To maximize the benefit of LDCT screening and minimize the potential harm in over-diagnosis and over-management among non-smokers, a lung cancer risk prediction algorithm with shared decision-making for pulmonary nodules management is essential for a successful CT lung cancer screening program in Asian population with high prevalence of non-smoking related lung cancer(FZ Wu, et al.,2018).

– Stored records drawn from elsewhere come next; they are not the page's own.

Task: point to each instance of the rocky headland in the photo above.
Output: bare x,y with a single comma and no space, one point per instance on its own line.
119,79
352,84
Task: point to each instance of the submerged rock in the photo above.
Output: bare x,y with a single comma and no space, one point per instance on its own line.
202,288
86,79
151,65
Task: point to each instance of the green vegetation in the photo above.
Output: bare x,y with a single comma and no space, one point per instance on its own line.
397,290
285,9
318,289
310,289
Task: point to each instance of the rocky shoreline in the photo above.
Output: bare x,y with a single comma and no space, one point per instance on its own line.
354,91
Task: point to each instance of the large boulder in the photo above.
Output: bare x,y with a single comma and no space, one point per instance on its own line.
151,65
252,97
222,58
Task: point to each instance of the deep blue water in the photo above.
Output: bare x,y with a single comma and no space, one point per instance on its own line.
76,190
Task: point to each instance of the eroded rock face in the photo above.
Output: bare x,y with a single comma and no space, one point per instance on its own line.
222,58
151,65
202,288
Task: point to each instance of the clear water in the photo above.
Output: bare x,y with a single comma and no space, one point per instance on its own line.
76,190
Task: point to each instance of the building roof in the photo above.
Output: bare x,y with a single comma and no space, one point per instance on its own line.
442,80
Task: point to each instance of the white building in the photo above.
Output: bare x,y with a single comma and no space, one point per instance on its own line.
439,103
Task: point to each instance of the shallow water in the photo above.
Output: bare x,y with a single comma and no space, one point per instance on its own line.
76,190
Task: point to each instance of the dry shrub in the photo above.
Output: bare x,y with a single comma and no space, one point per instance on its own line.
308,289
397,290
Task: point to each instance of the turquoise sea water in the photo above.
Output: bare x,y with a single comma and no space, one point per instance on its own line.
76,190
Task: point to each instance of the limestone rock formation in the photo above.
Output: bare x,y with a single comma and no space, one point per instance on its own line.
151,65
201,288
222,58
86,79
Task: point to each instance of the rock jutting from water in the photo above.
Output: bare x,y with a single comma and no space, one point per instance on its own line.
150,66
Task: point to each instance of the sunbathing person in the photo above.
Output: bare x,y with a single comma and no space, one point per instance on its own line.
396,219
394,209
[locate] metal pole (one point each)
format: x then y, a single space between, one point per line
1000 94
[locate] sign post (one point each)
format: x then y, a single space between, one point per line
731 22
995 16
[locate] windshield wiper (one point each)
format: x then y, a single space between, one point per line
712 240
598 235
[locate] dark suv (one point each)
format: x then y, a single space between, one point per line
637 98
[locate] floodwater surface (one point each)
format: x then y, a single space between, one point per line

Conflict of Interest Statement

The authors state they have no conflicts of interest.

References

1.    Hsu H-T, Tang E-K, Wu M-T, Wu CC, Liang C-H, Chen C-S, Mar G-Y, Lai R-S, Wang J-C, Wu C-L et al: Modified Lung-RADS Improves Performance of Screening LDCT in a Population with High Prevalence of Non–smoking-related Lung Cancer. Academic Radiology 2018, 25(10):1240-1251.
2.    Wu FZ, Huang YL, Wu YJ, Tang EK, Wu MT, Chen CS, Lin YP: Prognostic effect of implementation of the mass low-dose computed tomography lung cancer screening program: a hospital-based cohort study. Eur J Cancer Prev 2020.
3.    Wu FZ, Huang YL, Wu CC, Tang EK, Chen CS, Mar GY, Yen Y, Wu MT: Assessment of Selection Criteria for Low-Dose Lung Screening CT Among Asian Ethnic Groups in Taiwan: From Mass Screening to Specific Risk-Based Screening for Non-Smoker Lung Cancer. Clin Lung Cancer 2016, 17(5):e45-e56.
4.    Chen PA, Huang EP, Shih LY, Tang EK, Chien CC, Wu MT, Wu FZ: Qualitative CT Criterion for Subsolid Nodule Subclassification: Improving Interobserver Agreement and Pathologic Correlation in the Adenocarcinoma Spectrum. Acad Radiol 2018, 25(11):1439-1445.
5.    Wu FZ, Chen PA, Wu CC, Kuo PL, Tsao SP, Chien CC, Tang EK, Wu MT: Semiquantative Visual Assessment of Sub-solid Pulmonary Nodules <==3 cm in Differentiation of Lung Adenocarcinoma Spectrum. Sci Rep 2017, 7(1):15790.
6.    Tang EK, Chen CS, Wu CC, Wu MT, Yang TL, Liang HL, Hsu HT, Wu FZ: Natural History of Persistent Pulmonary Subsolid Nodules: Long-Term Observation of Different Interval Growth. Heart Lung Circ 2019, 28(11):1747-1754.
7.    Wu FZ, Kuo PL, Huang YL, Tang EK, Chen CS, Wu MT, Lin YP: Differences in lung cancer characteristics and mortality rate between screened and non-screened cohorts. Sci Rep 2019, 9(1):19386.
8.    Wu FZ, Kuo PL, Wu CC, Wu MT: The impact of patients' preferences on the decision of low-dose computed tomography lung cancer screening. Transl Lung Cancer Res 2018, 7(Suppl 3):S236-s238.

Fu-Zong, Wu

Fu-Zong, Wu is currently Assistant Professor of Radiology at the National Yang-Ming University, School of Medicine. He completed his cardiothoracic fellowship at the Kaohsiung Veterans General Hospital in 2010.Dr. Wu’s research focuses on low-dose CT(LDCT) for early lung cancer screening, lung cancer epidemiology in non-smoker, diagnostic evidence-based medicine(EBM), machine learning for chest X-ray, preventive medicine, and cardiac imaging. He has published over 40 papers about cardiothoracic imaging topics.